Aug. 3 (Bloomberg) -- Overseas funds pulled money from South Korean stocks for a fourth month in July and boosted holdings of local-currency bonds as Europe’s debt crisis damped demand for riskier assets.
International investors, led by funds in the U.K., Cayman Islands and France, reduced ownership of equities by 710 billion won ($628 million), the Financial Supervisory Service said in an e-mailed statement today. Foreigners increased holdings of fixed-income securities by 1.4 trillion won to a record 89.7 trillion won, after cutting ownership in June, the FSS said in the statement.
European Central Bank President Mario Draghi pledged on July 26 to do whatever it takes to preserve the euro, while the International Monetary Fund said four days later that an orderly adjustment process to resolve Europe’s crisis is likely to be prolonged and costly. The yield on South Korea’s three-year government bonds declined 45 basis points last month to 2.85 percent, the biggest drop for a benchmark note of that maturity since December 2008.

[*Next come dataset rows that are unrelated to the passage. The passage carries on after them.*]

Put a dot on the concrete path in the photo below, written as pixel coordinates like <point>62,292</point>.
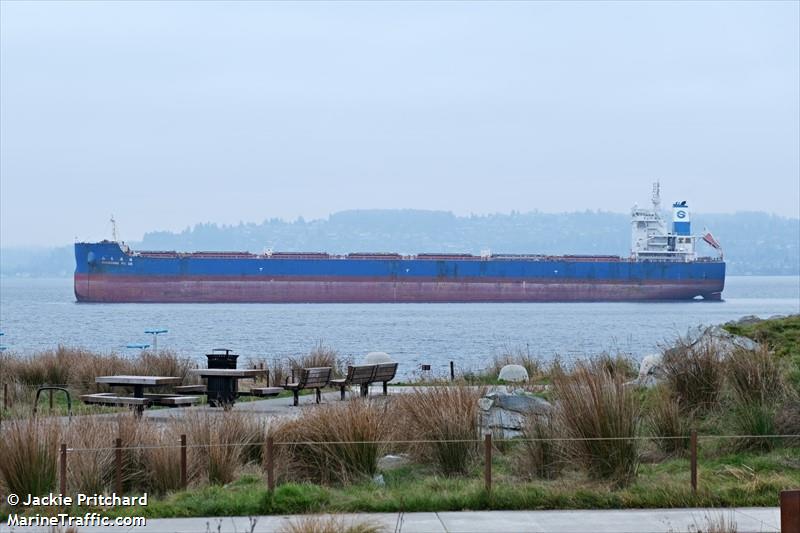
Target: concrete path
<point>270,406</point>
<point>747,519</point>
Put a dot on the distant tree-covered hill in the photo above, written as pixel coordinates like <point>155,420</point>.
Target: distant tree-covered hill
<point>754,243</point>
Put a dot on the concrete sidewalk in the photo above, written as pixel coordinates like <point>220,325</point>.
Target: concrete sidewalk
<point>747,519</point>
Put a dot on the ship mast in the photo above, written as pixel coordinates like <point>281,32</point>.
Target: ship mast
<point>656,197</point>
<point>113,229</point>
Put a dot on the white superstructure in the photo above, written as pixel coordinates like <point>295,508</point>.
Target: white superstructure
<point>652,239</point>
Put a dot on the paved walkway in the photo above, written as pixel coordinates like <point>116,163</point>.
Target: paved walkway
<point>271,406</point>
<point>748,519</point>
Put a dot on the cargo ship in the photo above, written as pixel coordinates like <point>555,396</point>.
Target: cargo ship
<point>663,265</point>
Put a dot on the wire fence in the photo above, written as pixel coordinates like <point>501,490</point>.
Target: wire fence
<point>269,445</point>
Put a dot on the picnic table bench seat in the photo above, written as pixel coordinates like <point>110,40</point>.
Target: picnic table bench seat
<point>361,375</point>
<point>384,373</point>
<point>109,398</point>
<point>310,378</point>
<point>265,391</point>
<point>190,388</point>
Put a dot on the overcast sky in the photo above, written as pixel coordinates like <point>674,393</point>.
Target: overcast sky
<point>169,114</point>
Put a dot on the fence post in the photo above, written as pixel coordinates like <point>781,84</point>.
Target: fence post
<point>183,461</point>
<point>270,464</point>
<point>118,465</point>
<point>63,464</point>
<point>790,510</point>
<point>487,460</point>
<point>693,452</point>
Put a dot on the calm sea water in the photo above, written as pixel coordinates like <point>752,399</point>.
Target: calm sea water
<point>38,314</point>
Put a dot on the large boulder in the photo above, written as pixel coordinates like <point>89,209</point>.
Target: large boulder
<point>504,414</point>
<point>719,338</point>
<point>513,373</point>
<point>651,372</point>
<point>375,358</point>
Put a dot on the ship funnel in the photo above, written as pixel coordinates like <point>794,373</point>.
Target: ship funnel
<point>681,219</point>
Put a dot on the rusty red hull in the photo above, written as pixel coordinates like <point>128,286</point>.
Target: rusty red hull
<point>105,288</point>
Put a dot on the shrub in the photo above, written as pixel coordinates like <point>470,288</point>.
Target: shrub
<point>29,452</point>
<point>597,406</point>
<point>89,466</point>
<point>221,443</point>
<point>615,365</point>
<point>787,422</point>
<point>516,356</point>
<point>694,373</point>
<point>668,424</point>
<point>537,456</point>
<point>756,420</point>
<point>335,443</point>
<point>446,416</point>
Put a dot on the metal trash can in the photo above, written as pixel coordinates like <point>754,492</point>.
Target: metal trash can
<point>222,390</point>
<point>222,358</point>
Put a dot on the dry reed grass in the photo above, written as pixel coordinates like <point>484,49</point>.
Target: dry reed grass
<point>597,406</point>
<point>441,414</point>
<point>338,443</point>
<point>694,373</point>
<point>29,455</point>
<point>330,524</point>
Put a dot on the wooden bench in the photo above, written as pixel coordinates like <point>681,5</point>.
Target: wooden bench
<point>172,400</point>
<point>265,391</point>
<point>310,378</point>
<point>384,373</point>
<point>360,375</point>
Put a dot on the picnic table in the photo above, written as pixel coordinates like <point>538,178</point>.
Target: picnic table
<point>223,384</point>
<point>139,400</point>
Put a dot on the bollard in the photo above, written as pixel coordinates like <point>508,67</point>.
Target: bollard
<point>183,461</point>
<point>63,464</point>
<point>790,511</point>
<point>118,465</point>
<point>270,464</point>
<point>693,451</point>
<point>487,460</point>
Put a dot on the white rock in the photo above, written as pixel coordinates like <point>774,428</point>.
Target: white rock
<point>513,373</point>
<point>651,372</point>
<point>374,358</point>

“We saw investors’ extreme preference for safer assets last month,” Lee Jin Woo, a fund manager at Seoul-based KTB Asset Management Co., which oversees $5.8 billion in assets, said in an interview yesterday. “Since Draghi’s comments, risk appetite appears to be coming back a bit.”

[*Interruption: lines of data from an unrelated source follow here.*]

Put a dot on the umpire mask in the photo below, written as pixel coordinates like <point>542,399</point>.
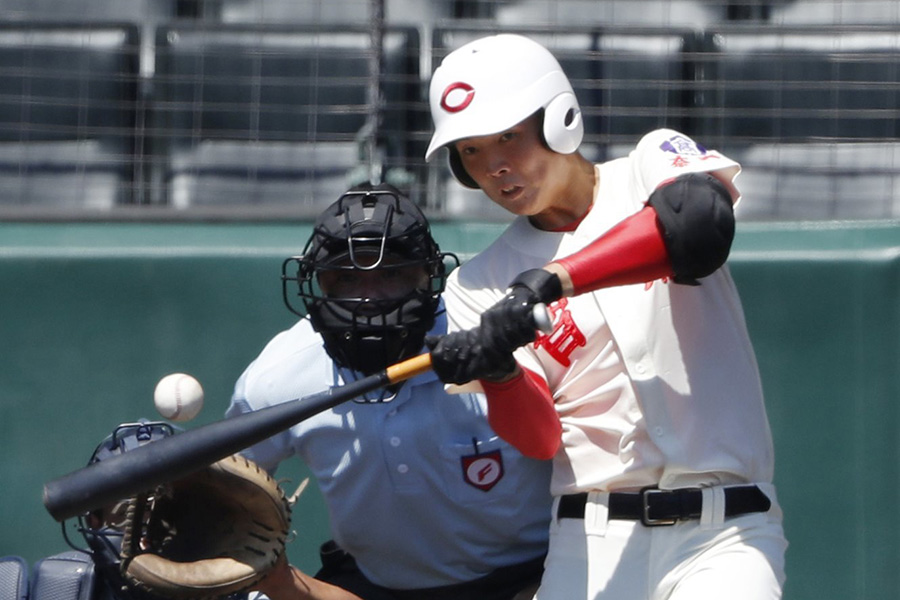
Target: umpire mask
<point>370,278</point>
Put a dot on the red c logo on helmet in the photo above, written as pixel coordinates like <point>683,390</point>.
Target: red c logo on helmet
<point>469,93</point>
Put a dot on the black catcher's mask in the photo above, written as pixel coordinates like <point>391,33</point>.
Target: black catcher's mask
<point>370,278</point>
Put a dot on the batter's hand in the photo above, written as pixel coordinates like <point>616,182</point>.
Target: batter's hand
<point>463,356</point>
<point>486,351</point>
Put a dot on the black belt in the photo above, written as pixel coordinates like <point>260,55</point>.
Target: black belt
<point>653,506</point>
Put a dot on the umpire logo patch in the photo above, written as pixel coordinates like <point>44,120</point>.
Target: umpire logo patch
<point>483,470</point>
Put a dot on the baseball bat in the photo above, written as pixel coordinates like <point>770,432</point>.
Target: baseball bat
<point>141,469</point>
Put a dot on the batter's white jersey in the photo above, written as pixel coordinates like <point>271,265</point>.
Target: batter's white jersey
<point>654,384</point>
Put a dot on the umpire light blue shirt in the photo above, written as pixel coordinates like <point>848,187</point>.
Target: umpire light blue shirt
<point>419,489</point>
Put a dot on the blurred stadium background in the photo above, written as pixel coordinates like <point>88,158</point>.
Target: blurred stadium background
<point>160,158</point>
<point>257,109</point>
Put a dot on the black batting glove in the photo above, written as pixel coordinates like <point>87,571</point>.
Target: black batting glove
<point>462,356</point>
<point>486,352</point>
<point>509,324</point>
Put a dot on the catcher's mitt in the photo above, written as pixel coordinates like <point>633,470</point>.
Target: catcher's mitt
<point>213,533</point>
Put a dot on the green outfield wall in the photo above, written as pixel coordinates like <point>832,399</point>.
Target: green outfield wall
<point>93,314</point>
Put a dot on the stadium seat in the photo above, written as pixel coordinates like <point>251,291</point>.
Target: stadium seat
<point>67,575</point>
<point>275,115</point>
<point>819,181</point>
<point>792,84</point>
<point>13,578</point>
<point>68,110</point>
<point>306,12</point>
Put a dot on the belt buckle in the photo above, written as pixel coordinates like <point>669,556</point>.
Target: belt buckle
<point>645,508</point>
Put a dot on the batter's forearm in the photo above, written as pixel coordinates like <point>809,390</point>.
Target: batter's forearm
<point>521,411</point>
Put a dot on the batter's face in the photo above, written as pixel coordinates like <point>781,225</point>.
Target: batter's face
<point>515,168</point>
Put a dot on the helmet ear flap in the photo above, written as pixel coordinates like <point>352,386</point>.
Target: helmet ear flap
<point>459,171</point>
<point>563,125</point>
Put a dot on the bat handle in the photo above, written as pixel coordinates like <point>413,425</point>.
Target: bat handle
<point>541,316</point>
<point>409,368</point>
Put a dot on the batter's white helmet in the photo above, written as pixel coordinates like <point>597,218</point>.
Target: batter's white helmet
<point>493,83</point>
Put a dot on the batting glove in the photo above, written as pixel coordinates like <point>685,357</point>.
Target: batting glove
<point>463,356</point>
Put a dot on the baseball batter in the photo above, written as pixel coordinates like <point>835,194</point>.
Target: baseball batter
<point>646,395</point>
<point>424,499</point>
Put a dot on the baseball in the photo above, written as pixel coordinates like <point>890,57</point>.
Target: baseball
<point>178,397</point>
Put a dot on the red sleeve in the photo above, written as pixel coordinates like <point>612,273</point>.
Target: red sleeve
<point>521,412</point>
<point>631,252</point>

Foreign holdings of South Korean equities amounted to 379.9 trillion won at the end of July, accounting for 31.6 percent of shares listed on the Korea Exchange. The Kospi index of shares touched a nine-month low on July 25.

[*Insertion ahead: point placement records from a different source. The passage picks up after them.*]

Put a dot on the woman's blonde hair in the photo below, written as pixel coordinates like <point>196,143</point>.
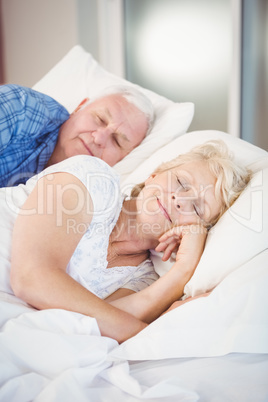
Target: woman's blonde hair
<point>231,178</point>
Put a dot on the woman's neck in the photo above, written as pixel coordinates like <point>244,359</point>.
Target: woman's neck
<point>127,233</point>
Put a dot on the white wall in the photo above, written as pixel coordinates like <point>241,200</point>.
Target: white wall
<point>36,35</point>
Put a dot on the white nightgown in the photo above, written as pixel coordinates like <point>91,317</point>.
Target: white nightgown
<point>88,264</point>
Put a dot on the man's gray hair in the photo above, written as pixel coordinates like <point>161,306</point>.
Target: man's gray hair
<point>132,95</point>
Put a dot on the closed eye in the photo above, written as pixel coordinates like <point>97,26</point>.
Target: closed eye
<point>116,141</point>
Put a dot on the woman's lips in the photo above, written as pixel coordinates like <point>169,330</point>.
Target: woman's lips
<point>163,210</point>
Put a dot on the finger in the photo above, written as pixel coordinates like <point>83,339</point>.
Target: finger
<point>163,245</point>
<point>168,251</point>
<point>174,232</point>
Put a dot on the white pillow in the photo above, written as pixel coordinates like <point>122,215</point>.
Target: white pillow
<point>232,319</point>
<point>78,75</point>
<point>241,233</point>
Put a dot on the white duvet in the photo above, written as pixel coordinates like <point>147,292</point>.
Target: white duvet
<point>56,355</point>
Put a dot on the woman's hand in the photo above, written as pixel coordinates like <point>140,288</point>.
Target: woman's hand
<point>179,303</point>
<point>187,241</point>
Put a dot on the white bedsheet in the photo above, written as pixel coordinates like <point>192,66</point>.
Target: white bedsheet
<point>56,355</point>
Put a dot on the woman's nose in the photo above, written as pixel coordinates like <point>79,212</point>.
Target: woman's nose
<point>183,202</point>
<point>100,136</point>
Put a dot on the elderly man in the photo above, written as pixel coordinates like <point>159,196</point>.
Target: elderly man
<point>36,131</point>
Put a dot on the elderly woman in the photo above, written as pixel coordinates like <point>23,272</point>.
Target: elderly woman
<point>79,245</point>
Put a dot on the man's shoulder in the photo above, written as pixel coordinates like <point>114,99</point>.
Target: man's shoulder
<point>21,96</point>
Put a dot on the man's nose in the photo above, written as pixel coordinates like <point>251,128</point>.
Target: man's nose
<point>101,136</point>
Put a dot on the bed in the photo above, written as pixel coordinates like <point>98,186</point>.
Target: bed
<point>210,349</point>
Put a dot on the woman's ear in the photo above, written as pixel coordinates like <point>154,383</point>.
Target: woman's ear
<point>84,101</point>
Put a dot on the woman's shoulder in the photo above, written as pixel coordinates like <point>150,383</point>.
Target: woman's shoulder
<point>84,167</point>
<point>101,181</point>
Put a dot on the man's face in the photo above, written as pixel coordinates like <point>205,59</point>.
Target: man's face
<point>108,128</point>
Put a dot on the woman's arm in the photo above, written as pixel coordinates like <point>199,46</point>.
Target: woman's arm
<point>151,302</point>
<point>44,240</point>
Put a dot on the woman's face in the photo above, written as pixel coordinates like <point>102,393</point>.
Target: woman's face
<point>180,196</point>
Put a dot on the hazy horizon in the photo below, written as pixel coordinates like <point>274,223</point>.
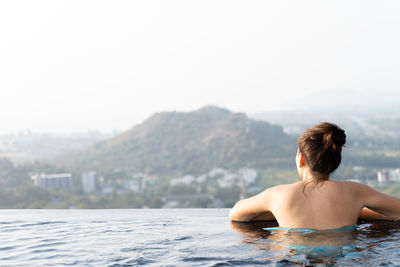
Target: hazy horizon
<point>74,66</point>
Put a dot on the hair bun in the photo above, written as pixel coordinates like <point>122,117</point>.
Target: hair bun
<point>338,136</point>
<point>333,136</point>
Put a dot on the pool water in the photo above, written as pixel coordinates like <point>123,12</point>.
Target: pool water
<point>182,237</point>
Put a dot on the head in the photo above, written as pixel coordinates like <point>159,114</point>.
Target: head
<point>320,151</point>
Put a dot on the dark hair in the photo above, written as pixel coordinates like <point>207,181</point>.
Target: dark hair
<point>321,145</point>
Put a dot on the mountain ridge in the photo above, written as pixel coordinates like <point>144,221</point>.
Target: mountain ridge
<point>190,142</point>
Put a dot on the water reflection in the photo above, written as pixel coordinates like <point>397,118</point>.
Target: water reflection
<point>315,247</point>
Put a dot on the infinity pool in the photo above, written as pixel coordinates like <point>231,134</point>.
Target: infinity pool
<point>182,237</point>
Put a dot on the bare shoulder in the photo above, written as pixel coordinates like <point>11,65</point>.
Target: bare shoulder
<point>281,189</point>
<point>357,187</point>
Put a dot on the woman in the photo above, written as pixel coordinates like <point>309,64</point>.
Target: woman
<point>317,202</point>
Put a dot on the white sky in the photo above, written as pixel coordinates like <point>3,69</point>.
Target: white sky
<point>78,65</point>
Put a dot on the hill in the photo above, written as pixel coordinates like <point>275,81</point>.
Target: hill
<point>190,142</point>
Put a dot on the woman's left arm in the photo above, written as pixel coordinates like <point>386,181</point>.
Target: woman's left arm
<point>253,208</point>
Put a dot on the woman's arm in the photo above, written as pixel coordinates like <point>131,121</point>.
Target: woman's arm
<point>253,208</point>
<point>367,214</point>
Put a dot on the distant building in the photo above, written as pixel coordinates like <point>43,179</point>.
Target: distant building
<point>390,175</point>
<point>89,182</point>
<point>187,180</point>
<point>53,181</point>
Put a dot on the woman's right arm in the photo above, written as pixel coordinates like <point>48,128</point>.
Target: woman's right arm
<point>378,204</point>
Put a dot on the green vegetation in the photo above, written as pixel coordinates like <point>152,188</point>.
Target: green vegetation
<point>175,143</point>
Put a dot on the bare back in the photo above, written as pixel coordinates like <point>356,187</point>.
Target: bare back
<point>328,205</point>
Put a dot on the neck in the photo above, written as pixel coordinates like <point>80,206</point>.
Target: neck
<point>307,175</point>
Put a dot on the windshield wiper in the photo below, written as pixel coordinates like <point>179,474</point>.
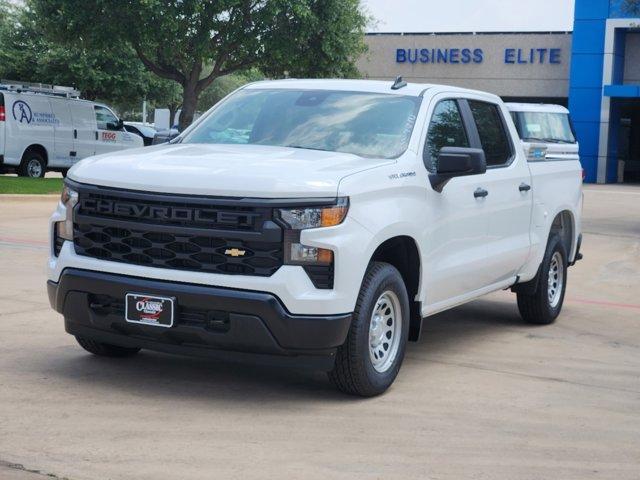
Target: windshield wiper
<point>308,148</point>
<point>547,140</point>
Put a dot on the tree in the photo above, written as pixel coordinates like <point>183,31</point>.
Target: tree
<point>194,42</point>
<point>27,55</point>
<point>223,86</point>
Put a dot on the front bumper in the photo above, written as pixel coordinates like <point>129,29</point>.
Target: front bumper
<point>209,321</point>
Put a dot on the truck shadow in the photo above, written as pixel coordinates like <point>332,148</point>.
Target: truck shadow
<point>155,375</point>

The won advanced 1.3 percent to 1,130.55 per dollar in July, following a 3.1 percent gain in June, according to data compiled by Bloomberg.
Investors from Norway were the biggest buyers of Korean debt in July, raising holdings by 1.5 trillion won, according to today’s statement. Funds from China and France followed, increasing ownership by 447 billion won and 195 billion won, respectively. The biggest sellers were from the U.S., Australia and Malaysia.
U.S. benchmark 10-year bond yields were 1.5 percent on Aug. 1, compared with 3.14 percent for similar-maturity South Korean notes. Investors including global central banks were attracted by the relatively high yields on offer, the financial regulator said in its statement.